MLS is not a perfect example — its nearly incomprehe­nsible roster rules are most clear in not encouragin­g its Canadian teams to develop Canadian talent ahead of Americans, and TFC have pretty much squandered that initial goodwill — but it’s the best we have here to keep that link alive on a week-to-week basis.

Meanwhile, much as it may pain the playoff-starved here, the Montreal Impact has a CONCACAF club championsh­ip to play for Wednesday night at Olympic Stadium. Last week’s 1-1 draw in their first leg against Mexico’s Club America showed off the kit and caboodle of big-time internatio­nal ties — dodgy refereeing, hometown edge (lasers!), nous, tradition. Azteca full of 105,000 in full voice inevitably conjures up memories of Maradona taking on all of England to oldtimers. Now Montreal gets its chance to write its own fable in response.

Perenniall­y downtrodde­n but underdogs with a possible sting in this scenario is the Canadian men’s team, breaking in a number of promising young players and playing quite well under second-year coach Benito Floro. They’ll get a measure of their progress in this summer’s Gold Cup, including a tournament date at BMO Field, the same place where their next round of World Cup qualifying begins in June.

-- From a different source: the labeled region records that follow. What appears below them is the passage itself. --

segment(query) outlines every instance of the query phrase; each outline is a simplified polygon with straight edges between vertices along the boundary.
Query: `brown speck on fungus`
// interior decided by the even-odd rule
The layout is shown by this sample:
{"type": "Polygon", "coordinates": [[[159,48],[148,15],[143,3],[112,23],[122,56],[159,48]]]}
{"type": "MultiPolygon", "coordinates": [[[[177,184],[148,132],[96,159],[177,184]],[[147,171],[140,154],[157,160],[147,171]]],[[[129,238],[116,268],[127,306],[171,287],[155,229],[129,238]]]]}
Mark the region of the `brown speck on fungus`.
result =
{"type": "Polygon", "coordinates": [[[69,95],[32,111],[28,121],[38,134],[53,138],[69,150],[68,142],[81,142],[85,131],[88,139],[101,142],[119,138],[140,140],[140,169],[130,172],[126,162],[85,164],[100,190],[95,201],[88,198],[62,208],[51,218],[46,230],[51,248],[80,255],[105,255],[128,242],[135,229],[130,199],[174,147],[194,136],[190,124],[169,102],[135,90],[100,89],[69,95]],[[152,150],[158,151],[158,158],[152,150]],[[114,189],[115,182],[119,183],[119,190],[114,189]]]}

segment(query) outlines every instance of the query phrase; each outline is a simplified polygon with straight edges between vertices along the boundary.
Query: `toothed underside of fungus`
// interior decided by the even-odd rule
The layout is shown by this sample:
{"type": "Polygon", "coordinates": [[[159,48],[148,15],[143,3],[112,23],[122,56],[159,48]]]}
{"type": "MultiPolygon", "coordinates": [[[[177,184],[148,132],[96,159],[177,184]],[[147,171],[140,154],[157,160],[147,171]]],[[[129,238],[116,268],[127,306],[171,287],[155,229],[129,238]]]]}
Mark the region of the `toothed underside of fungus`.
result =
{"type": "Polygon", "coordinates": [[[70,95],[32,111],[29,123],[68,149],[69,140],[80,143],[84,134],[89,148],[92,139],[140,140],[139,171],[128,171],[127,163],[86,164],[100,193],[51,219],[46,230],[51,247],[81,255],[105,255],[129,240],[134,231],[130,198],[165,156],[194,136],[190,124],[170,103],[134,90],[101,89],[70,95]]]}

These big global events, and especially any success at them, can be transforma­tive. And it’s way too much to ask that this summer of plenty can solve long-term questions, chief among them national player developmen­t — who drives that train, and how it’s fuelled, is as vexing a question as ever.

But in the short term, at least, we’re heading into a rare time — the world game, now our game too.